[Search for users]
[Overall Top Noters]
[List of all Conferences]
[Download this site]
Title: | -={ H A C K E R S }=- |
Notice: | Write locked - see NOTED::HACKERS |
Moderator: | DIEHRD::MORRIS |
|
Created: | Thu Feb 20 1986 |
Last Modified: | Mon Aug 03 1992 |
Last Successful Update: | Fri Jun 06 1997 |
Number of topics: | 680 |
Total number of notes: | 5456 |
647.0. "instruction stream tracing" by DECSIM::FARMER () Sun Jan 03 1988 17:25
I needed a way to trace an arbitrary instruction stream and
report the relative cost of the stream. So I put together a
package for public consumption. This method
- can be more accurate than putting code in a loop and timing it.
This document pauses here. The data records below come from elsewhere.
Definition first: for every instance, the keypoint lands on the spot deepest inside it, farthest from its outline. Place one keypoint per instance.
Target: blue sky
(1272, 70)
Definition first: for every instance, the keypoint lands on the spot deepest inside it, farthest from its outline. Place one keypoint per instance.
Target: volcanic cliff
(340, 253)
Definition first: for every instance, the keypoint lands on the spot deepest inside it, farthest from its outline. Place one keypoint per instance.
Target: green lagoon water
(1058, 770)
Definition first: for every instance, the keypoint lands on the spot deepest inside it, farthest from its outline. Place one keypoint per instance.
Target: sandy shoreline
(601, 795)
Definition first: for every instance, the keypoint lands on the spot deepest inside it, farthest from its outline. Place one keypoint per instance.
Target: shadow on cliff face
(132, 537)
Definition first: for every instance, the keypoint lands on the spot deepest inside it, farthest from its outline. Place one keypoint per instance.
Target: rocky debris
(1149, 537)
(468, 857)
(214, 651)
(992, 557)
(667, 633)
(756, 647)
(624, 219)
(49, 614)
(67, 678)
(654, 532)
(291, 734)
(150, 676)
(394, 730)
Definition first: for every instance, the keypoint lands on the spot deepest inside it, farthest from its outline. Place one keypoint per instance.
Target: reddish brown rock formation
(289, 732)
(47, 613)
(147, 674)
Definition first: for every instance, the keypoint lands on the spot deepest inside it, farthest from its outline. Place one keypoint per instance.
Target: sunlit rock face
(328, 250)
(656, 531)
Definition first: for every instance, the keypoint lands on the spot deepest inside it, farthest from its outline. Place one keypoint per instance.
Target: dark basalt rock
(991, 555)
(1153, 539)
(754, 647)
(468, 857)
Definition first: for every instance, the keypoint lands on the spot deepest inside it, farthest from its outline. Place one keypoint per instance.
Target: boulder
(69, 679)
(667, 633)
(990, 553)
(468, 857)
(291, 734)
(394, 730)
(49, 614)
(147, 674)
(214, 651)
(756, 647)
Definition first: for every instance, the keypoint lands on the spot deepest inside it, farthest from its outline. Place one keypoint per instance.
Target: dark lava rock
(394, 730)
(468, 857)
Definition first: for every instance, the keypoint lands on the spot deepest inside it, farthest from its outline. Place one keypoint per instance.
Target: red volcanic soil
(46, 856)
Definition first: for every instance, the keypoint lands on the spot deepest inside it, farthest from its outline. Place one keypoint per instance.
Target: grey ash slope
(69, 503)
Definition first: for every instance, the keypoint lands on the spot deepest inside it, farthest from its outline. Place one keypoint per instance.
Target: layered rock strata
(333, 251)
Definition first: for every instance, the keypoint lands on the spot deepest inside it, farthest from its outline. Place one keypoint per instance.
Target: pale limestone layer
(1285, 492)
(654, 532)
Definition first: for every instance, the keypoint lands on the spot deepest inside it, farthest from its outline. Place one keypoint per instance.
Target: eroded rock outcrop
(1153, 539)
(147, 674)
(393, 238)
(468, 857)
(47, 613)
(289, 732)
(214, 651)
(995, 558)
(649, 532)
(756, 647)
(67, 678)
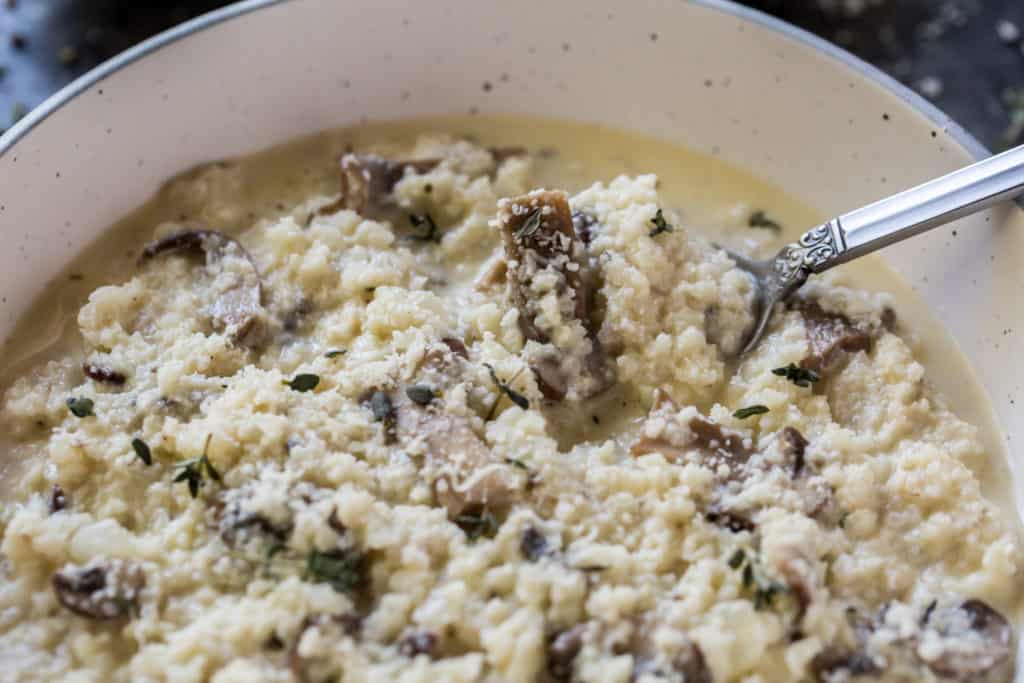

- works across unmatched call/returns.
- finds the most expensive instructions in the stream.
- reports summary of instructions executed and how many times.
- reports estimated 8800 cycle counts.
but it
- won't count instructions executed in system space.
- only estimates on variable length instructions like MOVCx.
To use it, paste the following condition handler, ENABLE it,
and put a (BLISS BUILTIN) BPT instruction at the beginning and
the end of the execution stream you want to trace.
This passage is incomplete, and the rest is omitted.